Stolberg guilty of manslaughter in Vernon Hills slaying
Ronald Stolberg did not murder his wife for repeatedly poking him awake in the middle of the night, a Lake County jury ruled late Tuesday night.
However, a jury Tuesday did find Ronald Stolberg guilty of involuntarily killing his wife, Rachel, in the living room of their Vernon Hills townhouse in the early morning hours of June 8, 2011.
Stolberg, 49, sat emotionless after the verdict was read in court at about 7:20 p.m. Tuesday night, minutes before he was remanded back into custody to await sentencing on the single count of involuntary manslaughter.
Defense attorney Bill Hedrick said he was pleased by the verdict and “happy the jury saw the truth of the case.”
“We're going to (ask for) time served during his sentencing,” Hedrick said. “He's been in for two years, with one of those years on electronic monitoring. He should receive credit for that time.”
Stolberg could officially be sentenced up to five years in prison for the manslaughter charge. He is due back in court on July 17.

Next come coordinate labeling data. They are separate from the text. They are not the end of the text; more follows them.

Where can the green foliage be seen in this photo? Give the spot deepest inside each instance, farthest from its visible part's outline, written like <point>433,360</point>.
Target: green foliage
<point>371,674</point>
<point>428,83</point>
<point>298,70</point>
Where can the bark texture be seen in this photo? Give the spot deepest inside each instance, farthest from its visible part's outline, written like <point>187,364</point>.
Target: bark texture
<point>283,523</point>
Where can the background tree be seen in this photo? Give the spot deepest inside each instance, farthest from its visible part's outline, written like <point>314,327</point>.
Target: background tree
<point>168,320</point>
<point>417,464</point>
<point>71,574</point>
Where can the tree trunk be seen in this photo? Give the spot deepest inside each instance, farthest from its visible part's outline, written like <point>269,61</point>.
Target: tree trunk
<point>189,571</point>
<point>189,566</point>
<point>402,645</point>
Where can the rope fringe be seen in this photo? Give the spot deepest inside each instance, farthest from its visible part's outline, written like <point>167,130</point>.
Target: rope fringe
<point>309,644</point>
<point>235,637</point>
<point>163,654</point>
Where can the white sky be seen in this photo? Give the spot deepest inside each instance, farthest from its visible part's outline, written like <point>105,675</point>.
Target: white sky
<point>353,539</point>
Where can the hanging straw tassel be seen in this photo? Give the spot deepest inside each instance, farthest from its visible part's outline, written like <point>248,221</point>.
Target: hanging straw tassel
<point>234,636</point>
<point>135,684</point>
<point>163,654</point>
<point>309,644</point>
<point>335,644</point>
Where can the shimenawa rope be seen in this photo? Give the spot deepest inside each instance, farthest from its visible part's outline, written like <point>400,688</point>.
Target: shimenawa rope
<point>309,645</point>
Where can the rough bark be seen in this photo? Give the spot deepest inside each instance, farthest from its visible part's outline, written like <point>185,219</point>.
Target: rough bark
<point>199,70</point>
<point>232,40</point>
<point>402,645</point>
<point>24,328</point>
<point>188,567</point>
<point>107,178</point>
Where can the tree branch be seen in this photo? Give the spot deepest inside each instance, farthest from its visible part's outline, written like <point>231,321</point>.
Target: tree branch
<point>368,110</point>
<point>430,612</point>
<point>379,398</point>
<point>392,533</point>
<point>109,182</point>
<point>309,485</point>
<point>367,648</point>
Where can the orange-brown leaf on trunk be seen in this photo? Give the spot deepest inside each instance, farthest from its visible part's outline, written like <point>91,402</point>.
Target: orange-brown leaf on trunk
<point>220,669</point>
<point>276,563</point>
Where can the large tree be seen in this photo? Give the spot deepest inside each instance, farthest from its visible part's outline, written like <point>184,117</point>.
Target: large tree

However, Stolberg could have been sentenced up to 60 years behind bars if he had been found guilty on first-degree murder prosecutors charged him with following Rachel Stolberg's death in 2011.
Prosecutors Jim Newman and Scott Hoffert argued that Stolberg became so irritated, sleep-deprived and frustrated with his mentally ill wife that he lashed out at her in the bedroom of their home on the 300 block of Farmington Lane after she poked him awake for the fourth time in the hours before her death.
“She's poking him, she's turning the lights on, and it aggravated him. And he didn't want to put up with it anymore,” Lake County Assistant State's Attorney Jim Newman said during his closing argument Tuesday. “He said 'I'm done.' He said, 'I've had enough.' He takes her face down on that hardwood flood and he gets on top of her ... and he crushes her body into that floor.”
Newman added during closing arguments early Tuesday that Ronald Stolberg put his knee into her back to cut off her breathing, then stayed on top of Rachel for at least two minutes after his wife's body went limp. That caused Rachel to die of traumatic asphyxiation due to physical restraint, he added.
“If he would have just gotten off her, she would have gotten up,” Newman said. “He chose to crush the life out of her rather than give her the help she needed.”
But, Hedrick successfully argued prosecutors had not been able to prove “beyond a reasonable doubt” that Ronald Stolberg had intentionally killed Rachel.
Instead, he said, pathologists who performed Rachel Stolberg's autopsy following her death could not come up with a clear reason why she had died.
In comparison, he said the defense's pathologist testified Rachel could have died of heart failure, and showed that Ronald Stolberg may have held his wife on the floor as a way stop her from hitting herself during a mental breakdown.
“This defendant did not cause his wife's death,” Hedrick said. “And, more importantly, it was not proved beyond a reasonable doubt that he caused her death.”
Had Stolberg “crushed” his wife on the floor intentionally as prosecutors allege, she would have had injuries that would have been pointed out during the autopsy, Hedrick said.
“There is no such evidence,” he said. “There's nothing. Not a fracture, no broken ribs, nothing.”